Lin28 modulates cell growth and associates with a subset of cell cycle regulator mRNAs in mouse embryonic stem cells

Abstract

Lin28 is highly expressed in human and mouse embryonic stem (ES) cells. Here, we show that in mouse ES cells, specific repression of Lin28 results in decreased cell proliferation, while overexpression of Lin28 accelerates cell proliferation. Further, Lin28 associates specifically with ribonucleoprotein particles containing mRNAs for cyclins A and B and cdk4. Importantly, changes in Lin28 levels lead to corresponding changes in the levels of these proteins, and sequences from the 3' untranslated regions of cyclin B and cdk4 mRNAs exhibit stimulatory effects on translation of reporter genes in a Lin28-dependent fashion. Thus, we postulate that Lin28 may play a role in the regulation of translation of genes important for the growth and maintenance of pluripotent cells.

FIGURE 1.

Lin28 expression alters cell cycle structure. (A,B) ES cells were transfected with the indicated siRNAs or plasmid DNAs as previously described (Zhang et al. 2007), respectively. Forty-eight hours later, cells were pulse-labeled with BrdU for 1 h and processed for flow cytometric analysis. The percentages of cells in the G₁-, S-, or G₂/M phase are shown, together with representative dot plots. Values are the mean of two experiments.

FIGURE 2.

Lin28 associates with a specific subset of mRNAs. (A) Flag-Lin28 was transfected into mouse ES cells. Immunoprecipitation (IP) was carried out 24 h later and RNP-associated RNAs analyzed by RT-qPCR. mRNA levels present in the anti-Flag relative to control IgG complexes are shown.
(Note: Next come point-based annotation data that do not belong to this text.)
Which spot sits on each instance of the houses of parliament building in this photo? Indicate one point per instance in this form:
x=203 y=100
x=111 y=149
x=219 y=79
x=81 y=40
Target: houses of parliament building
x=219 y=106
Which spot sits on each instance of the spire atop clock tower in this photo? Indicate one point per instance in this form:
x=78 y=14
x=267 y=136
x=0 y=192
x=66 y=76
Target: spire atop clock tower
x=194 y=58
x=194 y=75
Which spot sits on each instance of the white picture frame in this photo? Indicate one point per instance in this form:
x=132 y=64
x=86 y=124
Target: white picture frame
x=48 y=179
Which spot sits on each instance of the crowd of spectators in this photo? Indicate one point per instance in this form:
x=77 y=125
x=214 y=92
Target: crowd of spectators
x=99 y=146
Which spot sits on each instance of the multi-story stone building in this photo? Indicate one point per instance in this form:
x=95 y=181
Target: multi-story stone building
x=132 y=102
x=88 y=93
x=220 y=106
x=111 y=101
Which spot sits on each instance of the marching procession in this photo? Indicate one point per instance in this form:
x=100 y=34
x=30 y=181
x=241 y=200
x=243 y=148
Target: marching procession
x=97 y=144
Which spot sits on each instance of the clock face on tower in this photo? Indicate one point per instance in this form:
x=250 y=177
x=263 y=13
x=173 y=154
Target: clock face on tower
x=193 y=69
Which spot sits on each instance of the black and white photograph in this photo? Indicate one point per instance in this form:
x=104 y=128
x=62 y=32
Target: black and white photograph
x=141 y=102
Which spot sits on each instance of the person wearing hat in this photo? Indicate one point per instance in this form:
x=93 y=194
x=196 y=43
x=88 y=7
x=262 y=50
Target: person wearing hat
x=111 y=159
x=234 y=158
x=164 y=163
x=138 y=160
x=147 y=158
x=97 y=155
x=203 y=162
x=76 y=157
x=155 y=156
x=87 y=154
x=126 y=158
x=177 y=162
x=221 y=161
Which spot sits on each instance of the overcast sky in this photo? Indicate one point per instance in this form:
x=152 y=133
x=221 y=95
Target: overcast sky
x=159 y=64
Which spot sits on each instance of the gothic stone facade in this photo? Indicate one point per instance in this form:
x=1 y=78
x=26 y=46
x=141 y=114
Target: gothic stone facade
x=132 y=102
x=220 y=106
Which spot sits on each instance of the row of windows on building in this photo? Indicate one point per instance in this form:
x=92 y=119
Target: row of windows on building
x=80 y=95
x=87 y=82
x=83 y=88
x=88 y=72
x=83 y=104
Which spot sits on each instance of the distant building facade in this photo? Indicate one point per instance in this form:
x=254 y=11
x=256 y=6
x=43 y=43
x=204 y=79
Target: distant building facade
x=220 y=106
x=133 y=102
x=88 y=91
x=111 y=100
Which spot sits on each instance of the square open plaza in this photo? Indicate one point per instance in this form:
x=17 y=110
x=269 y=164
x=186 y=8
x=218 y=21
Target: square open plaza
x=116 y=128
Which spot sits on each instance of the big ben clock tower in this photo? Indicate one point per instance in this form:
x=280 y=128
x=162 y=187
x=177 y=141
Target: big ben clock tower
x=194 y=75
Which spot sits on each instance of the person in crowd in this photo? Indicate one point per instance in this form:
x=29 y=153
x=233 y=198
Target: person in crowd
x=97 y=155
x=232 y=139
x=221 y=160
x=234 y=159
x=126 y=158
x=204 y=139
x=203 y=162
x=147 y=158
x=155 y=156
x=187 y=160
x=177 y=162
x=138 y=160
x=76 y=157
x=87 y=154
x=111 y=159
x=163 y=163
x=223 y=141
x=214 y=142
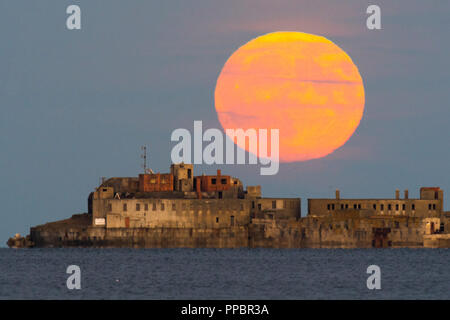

Each bar represents mean ± SD (n = 3). (B) Steady-state mRNA levels plotted relative to those of β-actin mRNA. Each bar represents mean ± SD (n = 3).

FIGURE 3.

Lin28 may affect the translation of its associated mRNAs. (A) Mouse ES cells were transfected with Lin28 siRNA or control siRNA, and cell proteins isolated and subjected to Western blot analysis. (Top) Western blots using antibodies. (Bottom) Western blots of the same membranes but using an antibody specific for gapdh. Numbers in italics at the bottom indicate protein levels as percentage of Lin28 siRNA treated compared with control siRNA treated after normalization using gapdh signals. (B) Luciferase reporter constructs (Vasudevan and Steitz 2007) containing sequences from cdk4 3′ UTR (UTR), the middle (B1U2), or first (B1U1) part of cyclin B 3′ UTR, were transfected into HEK293 cells together with increasing amounts of Flag-Lin28. Luciferase activities were measured 24 h after the transfection and relative luciferase activities plotted. Luciferase activities from cells without Flag-Lin28 cotransfection were arbitrarily set as 100%. Results are representatives of at least three independent experiments. Numbers shown are means of duplicate samples. Shown on the right are schematic mappings of the individual fragments. Figures are not drawn to scale.